To become a patient in our clinic, call us at 706-721-2798.
If you are interested in participating in a clinical trial or would like more information about them, contact Buff Farrow at 706-721-0619 or email@example.com.
If you are interested in having us speak at your civic group or church, please let us know: firstname.lastname@example.org.
If you would like to donate to our NPD Center, please contact Kathy Tuckey at email@example.com.
A 29-year-old female presented with a three-year history of Parkinson’s disease beginning with a right-sided tremor, bradykinesia of her right leg and small handwriting. She later developed significant motor fluctuations requiring medication every one to two hours and severe bradykinesia interfering with activities of daily living. She improved with levodopa, but even small doses produced severe dyskinesias affecting her entire body, limiting the dose of medication that could be tolerated. Most of her day was spent with severe dyskinesias or profound rigidity and bradykinesia.
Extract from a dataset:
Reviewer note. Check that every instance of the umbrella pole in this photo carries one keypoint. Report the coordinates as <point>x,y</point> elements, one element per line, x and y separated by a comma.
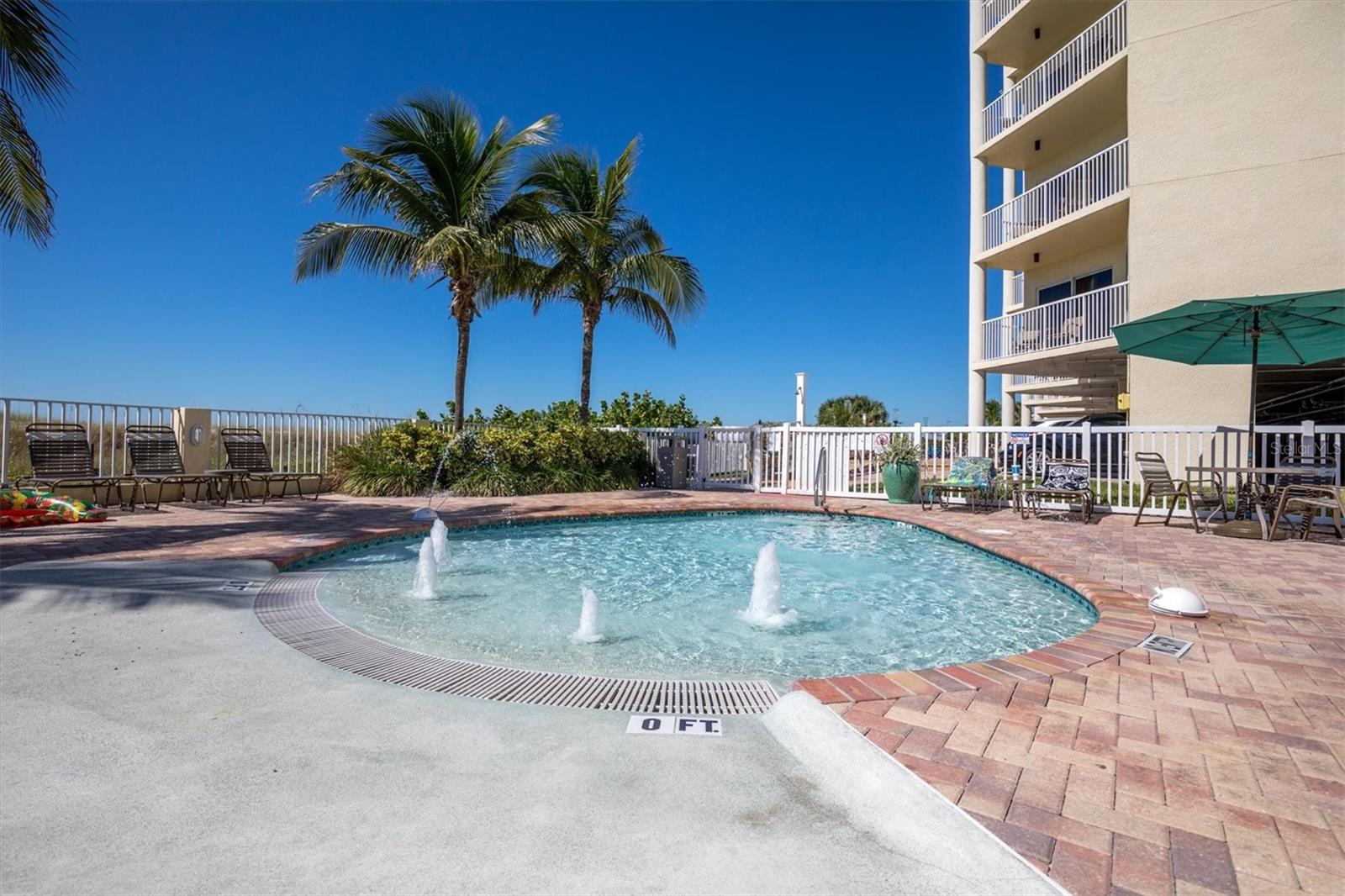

She underwent bilateral placement of globus pallidus internus (GPi) deep brain stimulators (DBS). Pallidal targets were chosen because stimulation of the subthalamic nucleus is known to aggravate preexisting dyskinesias.
When the DBS was activated, her bradykinesia and rigidity improved by 90 percent. Her gait improved with normal turns and arm swings. There was no tremor, and her bradykinesia and dyskinesias resolved.